Both had grown up playing games and were used to the idea of commerce in the virtual realm. Whitehead had paid his tuition fees by selling digital goods in the virtual marketplace, Second Life, while Narula had started a bank in the online role-playing game Neverwinter Nights – with less commercial success. “Retrieving a mortgage is really quite challenging when the person who hasn’t paid the loan is a wizard,” he recalls.
That conversation turned into a plan to build a better kind of virtual world, one in which thousands of people could attend events, interacting with the environment and one another in real time. “We estimated it would take about six to nine months”, Narula, 33, told me, speaking over Zoom from France, but concedes that “we were a little bit off on our estimate”: it would eventually take a decade, and a team of almost 1,000 people, to build the technology they envisaged. During that time the company they established, Improbable Worlds, would come to be valued by some investors at up to $2bn.
In recent months, the idea that the websites and social networks we use today will be replaced by a “metaverse” of immersive virtual worlds has become Big Tech’s biggest goal. Mark Zuckerberg is so committed to the idea that he renamed Facebook to Meta; executives at Disney, Microsoft and Tencent have all outlined their plans for persistent virtual worlds. Nick Clegg, the vice-president of global affairs and communications at Meta, says it will take Facebook 10 years to build its metaverse, but Improbable has been “building the plumbing of the metaverse”, as Narula describes it, for 10 years, using its distributed computing technology to bring up to 14,000 people together into a single virtual space.
The massive simulations Improbable builds are not only for gaming or entertainment; its most profitable work so far has been for the British government.

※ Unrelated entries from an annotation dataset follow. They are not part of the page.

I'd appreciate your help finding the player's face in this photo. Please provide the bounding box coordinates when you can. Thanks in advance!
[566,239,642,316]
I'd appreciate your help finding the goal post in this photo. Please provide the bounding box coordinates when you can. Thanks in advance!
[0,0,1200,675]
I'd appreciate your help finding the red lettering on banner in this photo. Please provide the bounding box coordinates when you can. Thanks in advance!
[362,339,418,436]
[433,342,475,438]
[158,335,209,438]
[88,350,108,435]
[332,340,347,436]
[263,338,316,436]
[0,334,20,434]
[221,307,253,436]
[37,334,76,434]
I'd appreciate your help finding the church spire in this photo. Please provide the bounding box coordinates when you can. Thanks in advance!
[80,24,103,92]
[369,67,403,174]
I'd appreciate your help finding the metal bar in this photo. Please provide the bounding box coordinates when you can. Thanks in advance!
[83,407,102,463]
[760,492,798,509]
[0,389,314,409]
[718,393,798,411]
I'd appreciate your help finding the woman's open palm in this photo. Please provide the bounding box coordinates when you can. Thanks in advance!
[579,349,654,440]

By “modelling a whole country” – from power and communications networks and traffic down to the movements of individual people and their behaviour – Improbable’s technology is in “operational and active use today” in areas that include procurement, planning and national security.
For Zuckerberg, the metaverse is something people will experience through a virtual reality (VR) headset, but for Narula it’s not about the display technology: “I don’t think VR is that important for the metaverse”, he says, pointing out that a dull meeting in VR, even with some fun animations, is still a dull meeting. “The real goal of the metaverse should not be immersion for immersion’s sake”, he says, but “presence” – a sense of real agency and engagement. “Presence is when you feel like your actions matter in the world.”
Do people really need to spend more time in digital environments, however present they feel? “The danger is not the convergence of the digital and the virtual world”, he responds. “The danger is in the continued refusal to address the elephant in the room: unelected, non-democratic, globe-spanning digital empires, housing our data, making policy choices about how you and I live our lives, and taking an indefensible tax on every transaction… Our problems with Facebook are not problems with technology. They’re just problems with Facebook. ”
It is exceptionally rare to hear anyone in the technology industry speak with real anger about the behemoths by whom they might one day hope to be hired or acquired. But Narula clearly has no such ambitions: he wants Facebook’s metaverse to fail. “We need to categorically prevent those companies from being the people that own and run anything that even looks like a metaverse.”
When I first spoke to Narula in 2017, he told me that a persistent virtual world with enough people – millions of inhabitants, playing, working, interacting and being entertained – would cease to become a game and become something more like a country. Such a country, he says, must be democratic, and not governed by the incentives of the current internet.
As an example, he cites Wikipedia, which has, with 550 staff and revenues of less than $150m, compiled a six-million-page English encyclopaedia in which misinformation is removed by common agreement, to Facebook, which (with more than 50,000 employees and revenues over $85bn) fails to remove 95 per cent of the hate speech posted on the platform. This is down to Facebook’s incentives, he says: “If Facebook deletes inaccurate information, they lose data for their algorithms to crawl in order to get better at understanding how we operate”.
It is not that social media shows us the ugly truth about human nature, he says, “any more than a crush at a riot is exposing something about human nature. It’s just a context, in which people are behaving the wrong way”.
His rejection of the way in which the attention economy has shaped the modern internet is not, he says, only a concern for his business but for the space in which people fulfil the essential human need for abstraction. From pyramids to cathedrals to football matches, history is the story of “so much energy, money, time and blood” spent “on so many activities that involve thinking of a world beyond”, he says. “I don’t look at the metaverse as some new thing we’re doing. We’re just building another cathedral.”